The home opens only during select windows across the year. Guests may practise yoga, sip morning tea by the pond, or walk into the forest where breakfast is served deep among trees. Afternoons are deliberately unscripted, spent reading, painting, gardening, or simply sitting still. Phones, Mishra notes, are often forgotten. For him, the right guest understands that luxury today is not abundance, but calibration of time, space, silence, and care. “The rarest luxury now is privacy, intention, and stillness,” he says.
The right room
Sometimes the real destination is not the landscape, but the people you meet there. The Secret Ski Party in Gulmarg is built entirely on this belief. Hosted by Krishan Anand, whose family has welcomed royalty and industrialists for over a century, the retreat offers a deeply personal view of Kashmir.
“Access to the right people, the right events, the right everything,” says Anand. “No one wants something that everyone can be a part of. There is a lot of money in India today, but this is not about money. It is about the right room. It is about the community. It is about belonging.”
Getting in is famously difficult. Last year, 212 people applied for just 32 spots. Applicants are screened through their social media presence and personal story to ensure the mix feels right. “Someone joked with me at the Mumbai Marathon that it is tougher to get into the Secret Ski Party than Harvard,” Anand recalls, “because the acceptance rate is lower.”

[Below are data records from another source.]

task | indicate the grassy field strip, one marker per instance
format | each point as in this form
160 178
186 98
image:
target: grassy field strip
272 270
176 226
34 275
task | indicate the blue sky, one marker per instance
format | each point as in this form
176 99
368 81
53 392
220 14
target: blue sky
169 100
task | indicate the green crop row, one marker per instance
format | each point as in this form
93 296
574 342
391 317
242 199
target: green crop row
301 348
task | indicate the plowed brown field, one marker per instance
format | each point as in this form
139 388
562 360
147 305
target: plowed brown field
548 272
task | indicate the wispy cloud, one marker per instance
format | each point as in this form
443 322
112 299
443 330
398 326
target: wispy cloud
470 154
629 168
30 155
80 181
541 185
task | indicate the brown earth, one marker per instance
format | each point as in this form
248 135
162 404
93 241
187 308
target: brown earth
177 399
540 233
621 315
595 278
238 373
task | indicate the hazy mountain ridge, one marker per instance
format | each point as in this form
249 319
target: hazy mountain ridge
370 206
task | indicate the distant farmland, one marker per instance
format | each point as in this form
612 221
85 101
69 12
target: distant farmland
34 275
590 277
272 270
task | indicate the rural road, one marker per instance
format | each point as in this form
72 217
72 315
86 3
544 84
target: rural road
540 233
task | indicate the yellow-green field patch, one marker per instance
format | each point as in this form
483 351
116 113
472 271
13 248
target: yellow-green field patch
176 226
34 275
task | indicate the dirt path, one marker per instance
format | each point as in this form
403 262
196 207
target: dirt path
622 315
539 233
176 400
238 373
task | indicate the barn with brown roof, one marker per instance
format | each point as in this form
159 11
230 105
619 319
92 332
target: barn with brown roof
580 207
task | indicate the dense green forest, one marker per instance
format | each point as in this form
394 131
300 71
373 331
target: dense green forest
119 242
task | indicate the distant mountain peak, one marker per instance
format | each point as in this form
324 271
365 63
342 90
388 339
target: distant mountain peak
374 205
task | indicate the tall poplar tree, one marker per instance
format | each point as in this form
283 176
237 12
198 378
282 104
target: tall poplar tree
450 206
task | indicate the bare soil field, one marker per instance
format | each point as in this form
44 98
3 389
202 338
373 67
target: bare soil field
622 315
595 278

The focus is chemistry, not spectacle. Days may involve skiing, while evenings end with a 12-course wazwan meal eaten on the floor alongside artists, founders, and first-time strangers. At roughly ₹1.5 lakh per person for four nights, everything is taken care of. What guests remember most are not the slopes, but the conversations.
Finding your people
Travel communities like Bucketlist and the Beachhouse Project have taken this idea further. Both were founded on the belief that the future of travel lies in small, intentional groups.
The Beachhouse Project hosts week-long stays in villas across Goa, Ladakh, and Bali, designed as brain vacations for founders and creators. The invite-only model is central to how these trips work. “It was never about exclusivity for its own sake. It was about chemistry. When you put 14 to 18 strangers together for a week, the wrong mix kills the experience. The right mix creates something you cannot manufacture,” explains founder Jay Ahya.
Applications focus on personality and intent rather than titles. Prices range from ₹80,000 for residencies to nearly ₹3 lakh for longer expeditions.
Living differently
Then there is Vaatalya, which offers a pared-back take on invite-only travel in Himachal Pradesh’s Solan district. Spread across 90 acres with just five rooms, the community retreat run by Aditya Sharma and his wife prioritises sustainable living over scale. The space also gained wider attention after creator Bhuvan Bam mentioned it.
The application process is intentionally personal. Prospective guests are told upfront that there is no room service, meals follow set timings, and the nearest shop is half an hour away. It works as a filter, ensuring alignment before the location is shared.
“ The place is all about quietcation, experiencing wellness programmes rooted in yogic practices, guided forest immersions and exploring the night sky. Anyone who spends time here gets exposed to a different way of living,” says Sharma. “That shift in perspective is what we aim to create.”